Spectre is here to stay: An analysis of side-channels and speculative execution by Ross Mcilroy, Jaroslav Sevcik, Tobias Tebbi, Ben L. Titzer, Toon Verwaest (2019) (read in 2019)

Published by marco on

Disclaimer: these are notes I took while reading this book. They include citations I found interesting or enlightening or particularly well-written. In some cases, I’ve pointed out which of these applies to which citation; in others, I have not. Any benefit you gain from reading these notes is purely incidental to the purpose they serve in reminding me of what I once read. Please see Wikipedia for a summary if I’ve failed to provide one sufficient for your purposes. If my notes serve to trigger an interest in this book, then I’m happy for you.

This paper (arXiv) focuses only on intra-process attacks, advocating for mitigation via separation into multiple processes, using hardware-level protection that provides a stronger guarantee.

“This paper explores speculative side-channel attacks and their implications for programming languages. These attacks leak information through micro-architectural side-channels which we show are not mere bugs, but in fact lie at the foundation of optimization.”

This paper proves unequivocally that software mitigation of intra-process, side-channel attacks are futile. An attack is always possible, with a combination of scaling for any-resolution timers and patience. “As we have seen, access to a timer, no matter the resolution, leaks µ-architectural information.” Type-checks in any languages may partially mitigate, but this paper proves that they cannot full mitigate and are, therefore, largely useless for data-security.

The only difference is the bit-rate of extracted information, not whether information can be extracted. They not only proved this with theorems, they implemented many of the attacks to provide accurate estimates of the expected extraction bit-rates in the presence of various mitigations.

There is one particularly virulent variant (#4) that has literally no mitigation.

“Mitigating type confusion for stack slots alone would have required a complete redesign of the backend of the optimizing compiler, perhaps man years of work, without a guarantee of completeness.”

As anyone who’s been following this problem suspected (or pretty much already knew), the world traded of security for performance long ago. Though chip manufacturers and operating-system designers paid lip service to security, performance improvements were paramount.
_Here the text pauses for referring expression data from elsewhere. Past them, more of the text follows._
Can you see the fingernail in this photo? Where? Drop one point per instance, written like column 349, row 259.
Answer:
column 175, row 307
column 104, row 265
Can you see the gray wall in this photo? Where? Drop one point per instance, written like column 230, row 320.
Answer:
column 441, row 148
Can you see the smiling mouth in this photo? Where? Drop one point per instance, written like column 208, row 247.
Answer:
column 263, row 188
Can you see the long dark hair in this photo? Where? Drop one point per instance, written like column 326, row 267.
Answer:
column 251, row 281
We’ve known since the end of 2017, but now we have proof. The paper sums it up more nicely than I could,

“Our models, our mental models, are wrong; we have been trading security for performance and complexity all along and didn’t know it. It is now a painful irony that today, defense requires even more complexity with software mitigations, most of which we know to be incomplete. And complexity makes these three open problems all that much harder. Spectre is perhaps, too appropriately named, as it seems destined to haunt us for a long time.”

Citations

“This paper explores speculative side-channel attacks and their implications for programming languages. These attacks leak information through micro-architectural side-channels which we show are not mere bugs, but in fact lie at the foundation of optimization.”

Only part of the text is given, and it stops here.